We changed the ceph.conf to enable the object map feature as described very well in the blog post from Sébastien Han.

It was great, once the ceph.conf had the following two lines:

rbd default format = 2
rbd default features = 13

We could immediately create new images with object map as you see in the following output:

rbd image 'volume-<uuid>':
    size 20480 MB in 2560 objects
    order 23 (8192 kB objects)
    block_name_prefix: rbd_data.<prefix>
    format: 2
    features: layering, exclusive, object map
    flags:
    parent: images/<uuid>@snap
    overlap: 1549 MB

We were so happy it was so easy to fix. However we soon realized that everything worked with the rbd command line, but all the Openstack components where ignoring the new options in the ceph.conf file.

We started our investigation with Cinder. We understood that Cinder does not call the rbd command line client at all, but it relies on the rbd python library. The current implementation of Cinder in Juno did not know about these extra features so it was just ignoring our changes in ceph.conf. The support for the object map feature was introduced only with Kilo in commit 6211d8.
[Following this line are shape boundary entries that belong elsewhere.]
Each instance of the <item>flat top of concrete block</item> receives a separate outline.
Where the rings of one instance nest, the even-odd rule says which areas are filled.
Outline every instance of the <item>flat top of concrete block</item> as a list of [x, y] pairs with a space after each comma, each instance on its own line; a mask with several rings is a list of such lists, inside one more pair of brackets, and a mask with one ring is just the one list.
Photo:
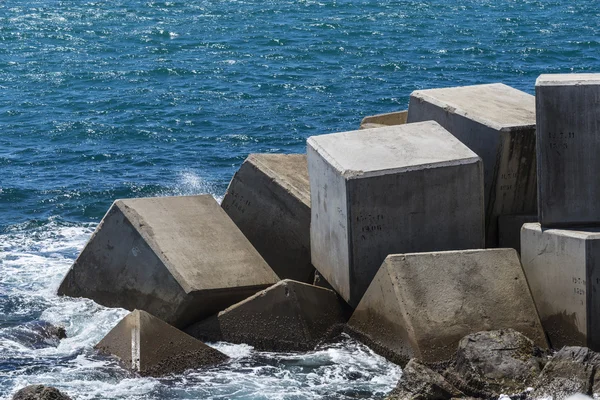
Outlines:
[[125, 199], [115, 206], [187, 292], [278, 281], [211, 195]]
[[600, 74], [542, 74], [536, 86], [600, 85]]
[[348, 179], [479, 161], [434, 121], [311, 136], [307, 143]]
[[416, 90], [411, 97], [497, 130], [535, 127], [535, 97], [502, 83]]
[[600, 239], [600, 228], [575, 227], [575, 229], [543, 229], [539, 222], [530, 222], [523, 224], [521, 229], [558, 236], [567, 236], [576, 239]]
[[310, 207], [306, 154], [250, 154], [247, 162], [256, 165]]

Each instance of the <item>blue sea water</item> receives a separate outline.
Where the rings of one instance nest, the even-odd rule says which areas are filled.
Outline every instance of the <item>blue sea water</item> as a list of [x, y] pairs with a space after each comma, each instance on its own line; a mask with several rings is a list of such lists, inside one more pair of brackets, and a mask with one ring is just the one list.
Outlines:
[[[594, 0], [0, 0], [0, 398], [381, 398], [400, 369], [350, 339], [219, 343], [225, 367], [137, 378], [92, 350], [126, 312], [54, 293], [116, 198], [220, 198], [249, 153], [303, 152], [415, 89], [599, 71], [599, 23]], [[32, 343], [38, 320], [69, 338]]]

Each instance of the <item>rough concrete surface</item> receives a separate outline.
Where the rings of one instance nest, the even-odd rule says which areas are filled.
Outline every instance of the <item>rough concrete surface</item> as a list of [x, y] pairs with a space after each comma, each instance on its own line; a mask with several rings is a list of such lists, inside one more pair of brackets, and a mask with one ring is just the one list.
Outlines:
[[351, 306], [388, 254], [483, 247], [481, 160], [439, 124], [307, 144], [312, 263]]
[[58, 294], [185, 327], [278, 281], [210, 195], [117, 200]]
[[600, 349], [600, 229], [525, 224], [521, 260], [552, 347]]
[[312, 350], [336, 324], [346, 322], [335, 292], [283, 280], [192, 325], [187, 332], [206, 341], [246, 343], [268, 351]]
[[221, 207], [280, 279], [312, 282], [306, 155], [250, 154]]
[[211, 366], [228, 357], [177, 328], [135, 310], [123, 318], [96, 346], [118, 357], [142, 376], [163, 376]]
[[360, 129], [381, 128], [389, 125], [403, 125], [406, 123], [407, 116], [408, 110], [369, 115], [364, 117], [360, 122]]
[[486, 243], [496, 247], [498, 216], [537, 212], [534, 97], [500, 83], [417, 90], [407, 121], [427, 120], [483, 160]]
[[514, 249], [390, 255], [348, 325], [399, 363], [448, 360], [484, 330], [513, 328], [548, 347]]
[[600, 222], [600, 74], [536, 81], [539, 221], [545, 227]]

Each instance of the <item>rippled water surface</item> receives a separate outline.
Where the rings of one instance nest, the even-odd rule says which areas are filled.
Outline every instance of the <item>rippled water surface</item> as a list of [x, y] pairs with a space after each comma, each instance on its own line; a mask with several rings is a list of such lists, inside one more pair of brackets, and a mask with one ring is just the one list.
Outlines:
[[[303, 152], [419, 88], [598, 71], [596, 1], [0, 0], [0, 397], [381, 398], [400, 370], [346, 340], [140, 379], [92, 351], [125, 315], [56, 287], [115, 198], [219, 198], [251, 152]], [[63, 324], [60, 344], [36, 336]]]

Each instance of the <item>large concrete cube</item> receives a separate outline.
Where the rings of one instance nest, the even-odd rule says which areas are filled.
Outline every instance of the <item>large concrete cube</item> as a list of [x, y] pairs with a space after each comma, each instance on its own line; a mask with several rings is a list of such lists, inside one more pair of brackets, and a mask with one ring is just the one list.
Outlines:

To quickly fix the performance problem before upgrading to Kilo, we decided to backport this patch to Juno. We already carry other small local patches in our infrastructure, so it was in our standard procedure to add yet another patch and create a new .deb package. After backporting the patch, Cinder started to create volumes correctly honoring the options on ceph.conf.
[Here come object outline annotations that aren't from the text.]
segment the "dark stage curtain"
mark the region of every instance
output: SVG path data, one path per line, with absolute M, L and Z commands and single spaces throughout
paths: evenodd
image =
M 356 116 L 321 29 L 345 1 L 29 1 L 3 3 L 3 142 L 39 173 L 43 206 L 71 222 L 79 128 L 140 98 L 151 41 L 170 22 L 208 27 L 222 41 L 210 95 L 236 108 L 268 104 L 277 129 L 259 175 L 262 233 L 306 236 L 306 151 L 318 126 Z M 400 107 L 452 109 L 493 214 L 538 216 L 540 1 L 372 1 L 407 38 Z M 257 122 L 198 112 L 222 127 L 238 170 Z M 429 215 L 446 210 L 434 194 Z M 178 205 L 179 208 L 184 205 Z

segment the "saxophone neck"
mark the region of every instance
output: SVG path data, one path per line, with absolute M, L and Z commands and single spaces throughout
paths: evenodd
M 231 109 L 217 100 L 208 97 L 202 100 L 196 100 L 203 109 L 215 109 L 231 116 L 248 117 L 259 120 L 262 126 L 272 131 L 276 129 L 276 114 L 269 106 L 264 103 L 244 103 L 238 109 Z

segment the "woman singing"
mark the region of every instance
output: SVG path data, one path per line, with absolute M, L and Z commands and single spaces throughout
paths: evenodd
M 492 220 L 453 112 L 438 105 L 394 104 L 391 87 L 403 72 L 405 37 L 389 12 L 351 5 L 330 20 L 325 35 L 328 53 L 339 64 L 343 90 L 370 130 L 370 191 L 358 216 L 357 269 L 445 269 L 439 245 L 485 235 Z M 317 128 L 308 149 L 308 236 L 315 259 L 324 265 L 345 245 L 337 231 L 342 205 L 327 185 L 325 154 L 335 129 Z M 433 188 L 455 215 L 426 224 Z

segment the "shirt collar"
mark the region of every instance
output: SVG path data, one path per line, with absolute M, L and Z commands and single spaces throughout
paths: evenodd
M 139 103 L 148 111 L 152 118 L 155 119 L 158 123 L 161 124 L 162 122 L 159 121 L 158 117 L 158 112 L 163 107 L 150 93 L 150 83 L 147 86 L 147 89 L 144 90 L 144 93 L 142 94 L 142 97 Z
Patching Cinder we fixed the problem just with Cinder volumes. The virtual machines started from ephemeral disks, run on ceph rbd images created by Nova. Also the glance images uploaded by the users are stored in ceph rbd volumes by the glance, that relies on the glance_store library.

At the end of the story we had to patch three openstack projects to completely backport to Juno the ability to use the Ceph object map feature. Here we publish the links to the git branches and packages for nova glance_store and cinder

Conclusion

Upgrading every six months to keep the production infrastructure on the current Openstack release is challenging. Upgrade without downtime needs a lot of testing and it is easy to stay behind schedule. For this reason most Openstack installations today run on Juno or Kilo.

We release these patches for all those who are running Juno because the performance benefit is stunning. However, we strongly advise to plan an upgrade to Kilo as soon as possible.